Ambitions chinoises et oligarchie nicaraguayenne autour d’un canal stratégique
Jusqu’à maintenant, les protestations massives contre le canal interocéanique n’ont été que très peu relayées dans les médias nationaux. Rien d’étonnant étant donné que Laureano Ortega, le fils du président, travaille en tant que promoteur d’investissement pour PRONicaragua, l’agence officielle de promotion des exportations et des investissements du pays, qui chapeaute le projet. Le canal interocéanique constitue le projet phare du troisième mandat de Daniel Ortega qui, rappelons-le, a modifié la constitution en 2014 pour supprimer la limite des deux mandats présidentiels consécutifs. Ainsi pourra-t-il de nouveau se présenter aux prochaines élections présidentielles prévues pour 2016. N’oublions pas que clan Ortega tient les institutions stratégiques du pays dont certaines chaînes de télévision et le secteur pétrolier.

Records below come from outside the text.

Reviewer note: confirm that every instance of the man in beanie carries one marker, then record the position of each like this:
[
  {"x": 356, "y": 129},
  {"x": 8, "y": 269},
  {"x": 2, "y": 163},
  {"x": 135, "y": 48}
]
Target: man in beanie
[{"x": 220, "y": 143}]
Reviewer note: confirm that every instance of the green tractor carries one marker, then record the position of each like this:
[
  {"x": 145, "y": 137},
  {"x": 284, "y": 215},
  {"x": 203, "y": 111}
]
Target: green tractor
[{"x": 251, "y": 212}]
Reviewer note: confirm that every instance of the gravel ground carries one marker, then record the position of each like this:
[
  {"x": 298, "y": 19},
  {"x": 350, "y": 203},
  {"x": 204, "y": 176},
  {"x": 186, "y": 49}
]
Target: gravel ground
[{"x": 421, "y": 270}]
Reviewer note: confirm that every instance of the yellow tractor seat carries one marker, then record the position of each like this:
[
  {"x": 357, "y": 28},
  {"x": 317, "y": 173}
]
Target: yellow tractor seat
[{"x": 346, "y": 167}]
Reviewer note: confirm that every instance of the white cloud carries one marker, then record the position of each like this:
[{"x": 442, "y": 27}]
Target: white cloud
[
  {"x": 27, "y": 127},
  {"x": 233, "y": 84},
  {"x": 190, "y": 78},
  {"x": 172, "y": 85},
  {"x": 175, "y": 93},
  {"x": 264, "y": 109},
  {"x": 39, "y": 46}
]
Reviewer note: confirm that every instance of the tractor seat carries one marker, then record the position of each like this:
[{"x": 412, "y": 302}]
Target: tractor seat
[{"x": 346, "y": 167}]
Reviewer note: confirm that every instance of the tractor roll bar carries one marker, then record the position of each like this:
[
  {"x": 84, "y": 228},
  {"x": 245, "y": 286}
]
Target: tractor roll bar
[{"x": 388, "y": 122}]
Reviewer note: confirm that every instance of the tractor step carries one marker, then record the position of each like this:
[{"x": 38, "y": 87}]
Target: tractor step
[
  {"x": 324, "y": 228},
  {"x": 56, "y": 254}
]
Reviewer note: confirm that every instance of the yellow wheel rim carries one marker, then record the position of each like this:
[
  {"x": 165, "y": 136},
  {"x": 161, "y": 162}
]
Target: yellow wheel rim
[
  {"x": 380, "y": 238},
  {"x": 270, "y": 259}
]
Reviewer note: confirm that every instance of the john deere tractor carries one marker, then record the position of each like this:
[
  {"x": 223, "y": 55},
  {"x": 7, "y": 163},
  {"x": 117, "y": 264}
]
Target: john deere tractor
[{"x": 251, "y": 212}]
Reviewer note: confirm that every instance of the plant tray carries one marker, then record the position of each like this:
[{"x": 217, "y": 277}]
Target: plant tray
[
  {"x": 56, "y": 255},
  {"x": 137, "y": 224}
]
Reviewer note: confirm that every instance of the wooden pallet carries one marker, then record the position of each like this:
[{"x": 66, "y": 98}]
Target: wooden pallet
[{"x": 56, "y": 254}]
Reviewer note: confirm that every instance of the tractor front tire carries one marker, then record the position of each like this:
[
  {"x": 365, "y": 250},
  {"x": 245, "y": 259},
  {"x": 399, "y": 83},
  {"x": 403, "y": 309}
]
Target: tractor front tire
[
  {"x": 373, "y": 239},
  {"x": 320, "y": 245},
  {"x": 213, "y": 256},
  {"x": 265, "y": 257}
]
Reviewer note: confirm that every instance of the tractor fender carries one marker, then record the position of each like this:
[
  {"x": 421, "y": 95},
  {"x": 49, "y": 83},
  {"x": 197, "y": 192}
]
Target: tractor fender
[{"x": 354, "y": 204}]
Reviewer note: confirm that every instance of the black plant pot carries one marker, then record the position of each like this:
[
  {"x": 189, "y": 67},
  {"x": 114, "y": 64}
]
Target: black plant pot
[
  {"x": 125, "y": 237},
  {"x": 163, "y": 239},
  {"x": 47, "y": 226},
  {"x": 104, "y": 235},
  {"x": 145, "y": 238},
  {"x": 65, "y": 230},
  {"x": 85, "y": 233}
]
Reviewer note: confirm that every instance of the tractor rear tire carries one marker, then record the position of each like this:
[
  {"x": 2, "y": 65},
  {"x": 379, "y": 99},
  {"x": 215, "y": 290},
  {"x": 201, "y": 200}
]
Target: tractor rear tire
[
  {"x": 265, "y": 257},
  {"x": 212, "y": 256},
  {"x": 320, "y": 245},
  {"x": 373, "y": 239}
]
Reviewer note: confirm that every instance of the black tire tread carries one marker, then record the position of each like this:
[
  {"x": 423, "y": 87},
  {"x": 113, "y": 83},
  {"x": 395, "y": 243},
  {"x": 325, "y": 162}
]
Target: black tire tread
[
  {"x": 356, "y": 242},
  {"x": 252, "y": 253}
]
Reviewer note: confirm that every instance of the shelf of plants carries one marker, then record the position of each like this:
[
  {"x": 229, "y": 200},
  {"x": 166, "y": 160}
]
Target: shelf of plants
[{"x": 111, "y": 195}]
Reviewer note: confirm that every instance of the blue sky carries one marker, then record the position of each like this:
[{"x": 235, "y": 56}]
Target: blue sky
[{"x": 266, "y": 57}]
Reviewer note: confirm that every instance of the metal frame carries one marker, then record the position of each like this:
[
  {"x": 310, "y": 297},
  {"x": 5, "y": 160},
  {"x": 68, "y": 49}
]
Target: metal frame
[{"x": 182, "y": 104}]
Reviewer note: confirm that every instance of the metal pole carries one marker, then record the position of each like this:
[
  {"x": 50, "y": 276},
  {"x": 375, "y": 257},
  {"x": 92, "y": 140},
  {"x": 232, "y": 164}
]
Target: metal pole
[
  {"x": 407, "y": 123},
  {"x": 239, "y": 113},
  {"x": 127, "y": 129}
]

En s’alliant à la Chine, Daniel Ortega cherche à développer son pays tout en obtenant des facilités de financement. L’entreprise HKND, dirigée par le milliardaire Wang Jing, 12ème fortune de Chine, sert les intérêts stratégiques de l’État chinois. Pour s’en convaincre, HKND s’appuiera sur la société d’État China Railway Construction, un des leaders mondiaux du BTP, pour les travaux. HKND a obtenu du gouvernement nicaraguayen, non seulement la direction du chantier censé être achevé en 2019-2020, mais aussi et surtout les droits d’exploitation du canal et des infrastructures complémentaires (un aéroport, deux ports, un complexe hôtelier…) pour 50 ans, renouvelables une fois. L’essentiel des recettes irait donc aux Chinois et non à l’Etat nicaraguayen, même si des retombées économiques sont à prévoir.
Ce projet de canal interocéanique s’inscrit dans une diplomatie chinoise des infrastructures à destination des pays en développement aussi bien en Asie, qu’en Afrique et aux Amériques. Que cela porte le label de nouvelle route de la soie, le financement de la banque asiatique d’investissement pour les infrastructures ou non, ce projet gigantesque (50 milliards de dollars, soit un peu moins de 5 fois le PIB du Nicaragua) permet aux Chinois de répondre au pivot américain vers l’Asie et à la stratégie états-unienne d’endiguement de la puissance chinoise en s’installant durablement en Amérique centrale, pré carré traditionnel des États-Unis.